I use COCOResGen2 but there is not much different in terms of results.
In COCOResGen,
n_gen_front_blk-1
for i in range(0, n_gen_front_blk-1):
decA += [ReLUINSConvTranspose2d(tch, tch//2, kernel_size=3, stride=2, padding=1, output_padding=1)]
decB += [ReLUINSConvTranspose2d(tch, tch//2, kernel_size=3, stride=2, padding=1, output_padding=1)]
tch = tch//2
so It make 2 TransposeConv (and one Transconv with TanH)
but, all your *yaml.. n_gen_front_blk
=3
but In your paper, The number of TransposeConv = 3 and TransposeConv with TanH = 1
It also typo ?
@taki0112 Thanks for tracing the code and you are right. I am modifying my answer here. There are 3 Transposed Convolutional layers, 2 are created in the for loop and 1 is created before the TanH. I count the one before TanH as a transposed convolutional layer even though the stride is 1. The structure should be DCONV-(N256,K3,S2), LeakyReLU DCONV-(N128,K3,S2), LeakyReLU DCONV-(N3,K1,S1),TanH
I also found that I have a typo for the encoders. The architecture should be CONV-(N64,K7,S1)
# Convolutional back-end
for i in range(0, n_gen_front_blk-1):
decA += [LeakyReLUConvTranspose2d(tch, tch//2, kernel_size=3, stride=2, padding=1, output_padding=1)]
decB += [LeakyReLUConvTranspose2d(tch, tch//2, kernel_size=3, stride=2, padding=1, output_padding=1)]
tch = tch//2
decA += [nn.ConvTranspose2d(tch, input_dim_a, kernel_size=1, stride=1, padding=0)]
decB += [nn.ConvTranspose2d(tch, input_dim_b, kernel_size=1, stride=1, padding=0)]
decA += [nn.Tanh()]
decB += [nn.Tanh()]
In your code, LeakyReLUConvTranspose2d -> LeakyReLUConvTranspose2d -> LeakyReLUConvTranspose2d(Tanh)

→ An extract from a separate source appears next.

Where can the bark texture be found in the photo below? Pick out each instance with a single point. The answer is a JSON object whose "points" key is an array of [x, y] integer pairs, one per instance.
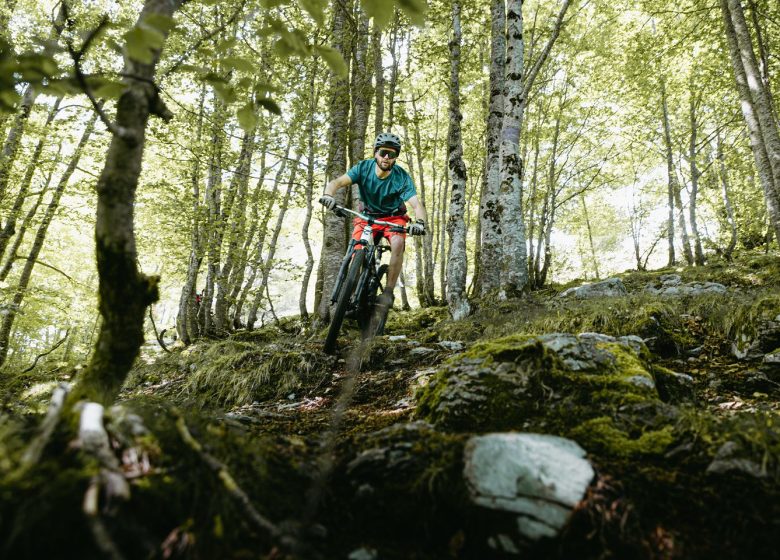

However, In your paper DCONV-(N256,K3,S2), LeakyReLU DCONV-(N128,K3,S2), LeakyReLU DCONV-(N64,K3,S2), LeakyReLU DCONV-(N3,K1,S1),TanH
Different
And one more question
Why did you do output_padding
? can you answer it ?
Discriminator
n_layer
= 6
def _make_net(self, ch, input_dim, n_layer):
model = []
model += [LeakyReLUConv2d(input_dim, ch, kernel_size=3, stride=2, padding=1)] #16
tch = ch
for i in range(1, n_layer):
model += [LeakyReLUConv2d(tch, tch * 2, kernel_size=3, stride=2, padding=1)] # 8
tch *= 2
model += [nn.Conv2d(tch, 1, kernel_size=1, stride=1, padding=0)] # 1
return nn.Sequential(*model)
In your code, LeakyReLUConv2d -> LeakyReLUConv2d* 5 -> Conv2d(kernel=1, stride=1)
However, In your paper LeakyReLUConv2d -> LeakyReLUConv2d* 4 -> Conv2d(kernel=2, stride=1)
Different
Is it also Typo ?
I'm sorry that there are too many questions. I am so interested in your paper. I would be grateful if you could understand my situation.
Why did you do output_padding ? can you answer it ?
For make sure the output image size is correct. I do not know if Tensorflow and PyTorch handle padding in the same way.
If there is a different between the code and paper, most likely the code should be correct.
@taki0112 For the discriminator, please use COCOMsDis. This multi-scale one works better for most of the cases.
Hi ! I am reproducing your code with tensorflow. But I do not know the current hyperparameter information. (batch size, input size, dropout rate, etc.) Could you tell me which code I can check?